Esta mañana he cumplido 37 años

Me he levantado, he bajado a desayunar con la que es mi nueva familia -distinta de la de cuando cumplí 7- y les he preguntado a mis hijos si están contentos con sus vidas, si son felices.

Recuerdo perfectamente el día que cumplí 7 años. Estrenaba unos pantalones a medida, como todos los que tenía por aquella época, cosidos por mi tía e ideados para que cupiesen los hierros que llevaba pegados a mis dos piernas, desde la cadera hasta los tobillos, de donde pendían dos botas ortopédicas cuyas puntas miraban hacia los extremos para conseguir cambiar la posición de mis pies, que me impedían dar dos pasos seguidos.
Por aquel entonces nadie conocía a Forrest Gump, así que mi escandaloso andamiaje no era tan popular entre la población infantil, pero tenía la suerte de ser poco acomplejada, así en general. Me importaba más reventar las botas a base de correr en el patio jugando con mis amigos, que poder llevar unos vaqueros en pascua o unas chanclas en pleno verano.
La celebración fue una merienda en mi casa, no hace falta que diga que hace 30 años no había parques de bolas, ni ludotecas, ni camas elásticas. Ni falta que nos hacía. Tampoco invité a toda la clase como en los macrocumpleaños de ahora. Vinieron mis 4 amigas, las únicas cuatro chicas que había en mi clase -éramos la primera promoción mixta de un colegio masculino-.
Recuerdo que un mes antes ya contaba los días que faltaban para cumplir 7 años. Durante todo ese tiempo soñaba con lo que me regalarían.
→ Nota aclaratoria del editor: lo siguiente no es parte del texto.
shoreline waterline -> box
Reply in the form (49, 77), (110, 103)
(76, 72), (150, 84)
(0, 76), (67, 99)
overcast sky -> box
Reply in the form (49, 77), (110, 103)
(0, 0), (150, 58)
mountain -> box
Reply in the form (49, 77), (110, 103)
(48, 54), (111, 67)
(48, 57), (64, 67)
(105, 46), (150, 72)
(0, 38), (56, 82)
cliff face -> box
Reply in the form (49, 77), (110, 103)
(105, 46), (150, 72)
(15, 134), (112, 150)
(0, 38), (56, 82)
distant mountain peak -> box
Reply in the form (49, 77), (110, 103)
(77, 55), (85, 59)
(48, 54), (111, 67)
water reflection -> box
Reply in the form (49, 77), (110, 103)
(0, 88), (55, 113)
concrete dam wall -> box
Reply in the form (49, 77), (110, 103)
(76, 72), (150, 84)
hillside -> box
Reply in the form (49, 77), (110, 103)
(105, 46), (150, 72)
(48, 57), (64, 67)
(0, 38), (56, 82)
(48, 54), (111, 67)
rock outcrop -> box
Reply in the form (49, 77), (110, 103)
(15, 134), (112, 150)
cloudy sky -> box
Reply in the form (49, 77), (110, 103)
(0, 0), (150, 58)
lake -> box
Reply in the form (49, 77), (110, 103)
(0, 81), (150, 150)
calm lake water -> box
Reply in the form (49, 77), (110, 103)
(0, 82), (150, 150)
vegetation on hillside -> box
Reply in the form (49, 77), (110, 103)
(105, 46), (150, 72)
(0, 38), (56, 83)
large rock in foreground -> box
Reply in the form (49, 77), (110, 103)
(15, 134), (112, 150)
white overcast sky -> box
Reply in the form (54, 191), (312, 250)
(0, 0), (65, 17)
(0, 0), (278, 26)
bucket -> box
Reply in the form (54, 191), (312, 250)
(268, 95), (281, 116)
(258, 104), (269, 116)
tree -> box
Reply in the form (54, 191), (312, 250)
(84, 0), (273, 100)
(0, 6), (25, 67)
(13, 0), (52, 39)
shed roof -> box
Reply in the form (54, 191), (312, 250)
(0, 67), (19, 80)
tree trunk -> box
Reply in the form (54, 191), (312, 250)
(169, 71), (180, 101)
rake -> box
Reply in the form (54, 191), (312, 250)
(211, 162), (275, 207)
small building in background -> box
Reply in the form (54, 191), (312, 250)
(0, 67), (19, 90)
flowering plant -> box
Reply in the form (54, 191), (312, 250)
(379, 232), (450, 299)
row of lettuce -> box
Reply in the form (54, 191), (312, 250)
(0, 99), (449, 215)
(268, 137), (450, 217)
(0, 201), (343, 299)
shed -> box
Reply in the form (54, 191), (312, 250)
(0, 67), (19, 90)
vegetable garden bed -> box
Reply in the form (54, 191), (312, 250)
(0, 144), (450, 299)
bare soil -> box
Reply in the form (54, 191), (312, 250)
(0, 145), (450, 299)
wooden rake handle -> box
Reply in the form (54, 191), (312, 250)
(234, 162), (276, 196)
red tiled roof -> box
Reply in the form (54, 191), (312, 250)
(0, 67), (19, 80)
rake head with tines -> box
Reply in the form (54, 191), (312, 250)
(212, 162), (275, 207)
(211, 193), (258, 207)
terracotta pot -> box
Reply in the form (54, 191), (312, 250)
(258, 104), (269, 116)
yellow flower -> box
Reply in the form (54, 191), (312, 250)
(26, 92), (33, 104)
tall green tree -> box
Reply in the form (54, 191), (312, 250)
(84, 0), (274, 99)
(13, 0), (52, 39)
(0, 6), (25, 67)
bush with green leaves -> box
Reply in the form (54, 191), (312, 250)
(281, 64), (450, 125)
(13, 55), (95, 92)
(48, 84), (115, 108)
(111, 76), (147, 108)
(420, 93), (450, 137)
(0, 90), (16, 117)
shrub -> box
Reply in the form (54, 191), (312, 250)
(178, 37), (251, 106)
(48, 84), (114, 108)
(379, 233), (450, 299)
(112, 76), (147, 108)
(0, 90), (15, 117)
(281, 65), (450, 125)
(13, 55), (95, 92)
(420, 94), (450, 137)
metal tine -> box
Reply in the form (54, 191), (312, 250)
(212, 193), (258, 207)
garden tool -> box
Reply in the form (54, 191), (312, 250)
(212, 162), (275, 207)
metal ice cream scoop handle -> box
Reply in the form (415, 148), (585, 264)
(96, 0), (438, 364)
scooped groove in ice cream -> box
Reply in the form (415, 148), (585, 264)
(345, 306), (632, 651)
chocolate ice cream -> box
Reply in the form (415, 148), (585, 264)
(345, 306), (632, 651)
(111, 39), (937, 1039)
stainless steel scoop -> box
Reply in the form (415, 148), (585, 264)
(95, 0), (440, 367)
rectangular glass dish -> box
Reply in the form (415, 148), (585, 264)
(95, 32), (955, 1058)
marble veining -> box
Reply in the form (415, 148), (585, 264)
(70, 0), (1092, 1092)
Mis padres siempre me obsequiaban con la merienda y la tarta, mi tía con una mochila para el cole -hasta el 22 de octubre llevaba la del curso anterior- y mis amigas solían regalarme algo de material escolar: un estuche, unos bolis... Eran los años 80 y todo, absolutamente todo, nos parecía una verdadera suerte.
Esta mañana he cumplido 37 años. Me he levantado, he bajado a desayunar con la que es mi nueva familia -distinta de la de cuando cumplí 7- y les he preguntado a mis hijos si están contentos con sus vidas, si son felices.

Han puesto cara de las 8 am y uno de ellos me ha recordado que la que tiene que estar feliz soy yo que para eso es mi cumpleaños. Le he mentido y le he dicho que sí, que llevo mucho tiempo contando los días para ser un año más mayor -y un año menos joven-.
Ya en la puerta del cole se han despedido sugiriendo que esta noche deberíamos celebrarlo -lo haremos-, lo que no saben es que ya lo hacemos todas las mañanas a esta misma hora, cuando la vida nos regala un día más.